# Weather Big Data Contest 2021

### Yonsei University - Hyunjoo Kim, Jiwon Lim, Hyejin Eum

## Modeling (A part of training & validation process with 2011-2019 data)

The values of y are all recorded as 0 for 2020 data. The actual values were not provided.

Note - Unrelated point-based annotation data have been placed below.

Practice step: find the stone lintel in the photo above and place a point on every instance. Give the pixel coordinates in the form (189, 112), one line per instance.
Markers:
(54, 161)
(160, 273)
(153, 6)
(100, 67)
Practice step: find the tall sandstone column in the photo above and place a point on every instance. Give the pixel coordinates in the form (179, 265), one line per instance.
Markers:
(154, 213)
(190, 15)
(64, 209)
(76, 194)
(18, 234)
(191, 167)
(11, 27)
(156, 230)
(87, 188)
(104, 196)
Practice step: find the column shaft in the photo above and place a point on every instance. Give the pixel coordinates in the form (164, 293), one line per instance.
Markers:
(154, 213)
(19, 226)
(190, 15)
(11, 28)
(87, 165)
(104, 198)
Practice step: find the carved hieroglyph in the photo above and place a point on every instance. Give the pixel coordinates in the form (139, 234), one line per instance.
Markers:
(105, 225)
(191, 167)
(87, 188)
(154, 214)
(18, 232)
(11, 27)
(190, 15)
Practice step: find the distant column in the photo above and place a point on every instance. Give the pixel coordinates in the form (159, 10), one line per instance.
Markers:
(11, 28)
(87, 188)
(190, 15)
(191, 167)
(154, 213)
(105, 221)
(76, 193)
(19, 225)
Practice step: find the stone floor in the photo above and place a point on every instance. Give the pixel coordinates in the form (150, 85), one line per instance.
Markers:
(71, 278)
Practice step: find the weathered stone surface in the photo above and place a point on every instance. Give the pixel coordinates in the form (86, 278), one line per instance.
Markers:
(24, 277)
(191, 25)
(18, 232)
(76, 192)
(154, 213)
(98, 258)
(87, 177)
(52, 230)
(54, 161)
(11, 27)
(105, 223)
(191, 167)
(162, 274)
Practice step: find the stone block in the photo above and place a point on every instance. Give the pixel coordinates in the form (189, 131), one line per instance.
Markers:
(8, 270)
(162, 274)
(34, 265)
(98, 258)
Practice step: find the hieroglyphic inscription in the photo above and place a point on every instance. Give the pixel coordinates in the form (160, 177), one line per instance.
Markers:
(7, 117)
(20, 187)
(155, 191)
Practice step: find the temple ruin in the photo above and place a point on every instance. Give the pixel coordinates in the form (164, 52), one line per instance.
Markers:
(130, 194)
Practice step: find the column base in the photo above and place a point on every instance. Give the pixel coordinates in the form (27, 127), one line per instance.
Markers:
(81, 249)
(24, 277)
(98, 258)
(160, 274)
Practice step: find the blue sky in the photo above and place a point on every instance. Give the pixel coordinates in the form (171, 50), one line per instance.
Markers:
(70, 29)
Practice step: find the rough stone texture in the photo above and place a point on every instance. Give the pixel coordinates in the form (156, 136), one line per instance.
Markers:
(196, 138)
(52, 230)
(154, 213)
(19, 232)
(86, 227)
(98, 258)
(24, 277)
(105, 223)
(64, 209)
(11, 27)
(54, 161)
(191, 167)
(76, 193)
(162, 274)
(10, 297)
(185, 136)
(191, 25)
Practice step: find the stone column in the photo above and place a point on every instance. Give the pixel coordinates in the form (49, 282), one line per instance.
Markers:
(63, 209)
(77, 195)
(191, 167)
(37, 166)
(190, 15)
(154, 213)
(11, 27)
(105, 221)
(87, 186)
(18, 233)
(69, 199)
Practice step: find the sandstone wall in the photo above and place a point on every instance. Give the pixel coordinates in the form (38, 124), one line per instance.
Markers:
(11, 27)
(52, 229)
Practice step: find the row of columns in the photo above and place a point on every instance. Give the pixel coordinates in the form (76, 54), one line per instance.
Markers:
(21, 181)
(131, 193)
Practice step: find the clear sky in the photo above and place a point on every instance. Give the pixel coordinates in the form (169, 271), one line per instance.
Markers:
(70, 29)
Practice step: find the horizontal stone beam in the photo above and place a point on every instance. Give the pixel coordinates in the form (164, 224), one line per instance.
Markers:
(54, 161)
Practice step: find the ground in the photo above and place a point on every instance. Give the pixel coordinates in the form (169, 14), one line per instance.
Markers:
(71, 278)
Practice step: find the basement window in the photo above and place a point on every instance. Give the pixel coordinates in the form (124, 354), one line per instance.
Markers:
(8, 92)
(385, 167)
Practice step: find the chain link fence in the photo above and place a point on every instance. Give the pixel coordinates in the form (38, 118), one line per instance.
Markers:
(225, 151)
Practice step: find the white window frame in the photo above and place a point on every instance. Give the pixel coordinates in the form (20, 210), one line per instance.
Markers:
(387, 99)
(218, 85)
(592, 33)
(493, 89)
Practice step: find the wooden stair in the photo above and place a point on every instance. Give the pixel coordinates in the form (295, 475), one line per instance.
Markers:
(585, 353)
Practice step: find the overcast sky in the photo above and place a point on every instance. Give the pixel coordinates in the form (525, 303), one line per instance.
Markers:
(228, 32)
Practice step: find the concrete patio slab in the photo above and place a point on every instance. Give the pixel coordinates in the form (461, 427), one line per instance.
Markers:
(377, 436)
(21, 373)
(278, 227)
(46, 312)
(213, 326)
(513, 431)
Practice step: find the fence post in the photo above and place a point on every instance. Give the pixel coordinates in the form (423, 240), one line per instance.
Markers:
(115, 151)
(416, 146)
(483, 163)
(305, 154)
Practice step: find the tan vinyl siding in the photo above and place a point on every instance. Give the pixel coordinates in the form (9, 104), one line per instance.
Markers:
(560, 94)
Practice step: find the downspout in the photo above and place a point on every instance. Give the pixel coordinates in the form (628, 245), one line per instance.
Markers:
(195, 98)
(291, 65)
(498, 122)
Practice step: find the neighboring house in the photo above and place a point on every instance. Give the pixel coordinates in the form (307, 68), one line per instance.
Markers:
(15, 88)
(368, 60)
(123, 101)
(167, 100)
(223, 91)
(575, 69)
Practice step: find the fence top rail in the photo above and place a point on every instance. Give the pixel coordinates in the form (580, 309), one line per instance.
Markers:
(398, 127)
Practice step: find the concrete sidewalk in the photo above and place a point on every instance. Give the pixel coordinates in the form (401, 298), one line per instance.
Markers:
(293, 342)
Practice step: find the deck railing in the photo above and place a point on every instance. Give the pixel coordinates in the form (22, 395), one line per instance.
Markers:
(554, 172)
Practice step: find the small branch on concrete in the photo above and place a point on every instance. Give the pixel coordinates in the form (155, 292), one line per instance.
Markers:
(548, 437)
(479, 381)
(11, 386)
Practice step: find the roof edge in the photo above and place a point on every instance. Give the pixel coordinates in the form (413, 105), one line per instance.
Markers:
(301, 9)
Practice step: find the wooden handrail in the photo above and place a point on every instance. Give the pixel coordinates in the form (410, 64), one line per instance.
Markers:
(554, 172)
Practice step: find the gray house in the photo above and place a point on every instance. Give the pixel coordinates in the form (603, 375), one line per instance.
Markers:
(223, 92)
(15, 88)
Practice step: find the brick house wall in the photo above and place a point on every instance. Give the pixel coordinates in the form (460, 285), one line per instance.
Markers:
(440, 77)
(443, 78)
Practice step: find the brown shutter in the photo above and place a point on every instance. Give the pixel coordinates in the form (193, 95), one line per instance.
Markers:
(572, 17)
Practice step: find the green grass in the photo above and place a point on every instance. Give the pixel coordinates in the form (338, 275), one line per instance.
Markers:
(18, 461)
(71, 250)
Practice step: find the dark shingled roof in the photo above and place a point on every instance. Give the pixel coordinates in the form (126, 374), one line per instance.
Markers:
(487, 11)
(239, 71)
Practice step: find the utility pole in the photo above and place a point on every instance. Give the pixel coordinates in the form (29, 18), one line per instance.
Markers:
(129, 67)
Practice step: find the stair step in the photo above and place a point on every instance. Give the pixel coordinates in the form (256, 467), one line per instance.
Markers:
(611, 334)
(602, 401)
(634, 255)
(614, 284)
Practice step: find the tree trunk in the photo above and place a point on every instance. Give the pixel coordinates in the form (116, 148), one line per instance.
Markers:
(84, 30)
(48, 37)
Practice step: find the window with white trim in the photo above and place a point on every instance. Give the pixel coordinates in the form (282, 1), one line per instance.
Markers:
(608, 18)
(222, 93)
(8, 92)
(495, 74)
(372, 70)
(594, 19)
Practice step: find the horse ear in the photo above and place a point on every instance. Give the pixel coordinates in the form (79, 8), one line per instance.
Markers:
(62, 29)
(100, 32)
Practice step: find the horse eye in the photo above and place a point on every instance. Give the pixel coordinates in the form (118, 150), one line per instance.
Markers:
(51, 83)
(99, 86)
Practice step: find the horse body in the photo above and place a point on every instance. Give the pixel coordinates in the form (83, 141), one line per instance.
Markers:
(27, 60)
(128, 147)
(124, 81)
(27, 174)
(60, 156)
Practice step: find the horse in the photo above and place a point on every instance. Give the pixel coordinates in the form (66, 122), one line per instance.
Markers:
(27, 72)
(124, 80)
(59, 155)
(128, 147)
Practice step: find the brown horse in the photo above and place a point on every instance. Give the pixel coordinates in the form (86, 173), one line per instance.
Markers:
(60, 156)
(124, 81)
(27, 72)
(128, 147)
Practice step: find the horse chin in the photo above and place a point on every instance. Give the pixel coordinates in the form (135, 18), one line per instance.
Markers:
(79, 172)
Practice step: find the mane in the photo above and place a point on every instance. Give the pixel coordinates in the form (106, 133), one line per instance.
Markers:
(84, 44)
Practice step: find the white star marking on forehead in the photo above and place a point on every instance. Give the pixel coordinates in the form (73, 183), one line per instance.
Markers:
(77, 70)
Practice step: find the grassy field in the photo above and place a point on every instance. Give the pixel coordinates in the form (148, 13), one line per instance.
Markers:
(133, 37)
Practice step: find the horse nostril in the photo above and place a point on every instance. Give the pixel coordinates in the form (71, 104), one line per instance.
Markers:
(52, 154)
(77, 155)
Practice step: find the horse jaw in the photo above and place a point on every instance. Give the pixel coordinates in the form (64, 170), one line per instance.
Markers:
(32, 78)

Data from 2011-2019 was used for presenting a part of training & validation process.

In [1]:
import pandas as pd
import numpy as np
import warnings
import sklearn.metrics
from matplotlib import font_manager, rc
from sklearn.preprocessing import MinMaxScaler
from sklearn.model_selection import train_test_split
from pandas import Series, DataFrame
from sklearn.metrics import confusion_matrix
from sklearn.metrics import accuracy_score

pd.set_option('display.max_columns', None)
pd.set_option('display.max_rows', None)
np.set_printoptions(threshold=np.inf)
warnings.filterwarnings(action='ignore')

In [2]:
# import data and min-max normalizing
data = pd.read_csv('data_210138.csv')
data.iloc[:,6:193] = MinMaxScaler().fit_transform(data.iloc[:,6:193])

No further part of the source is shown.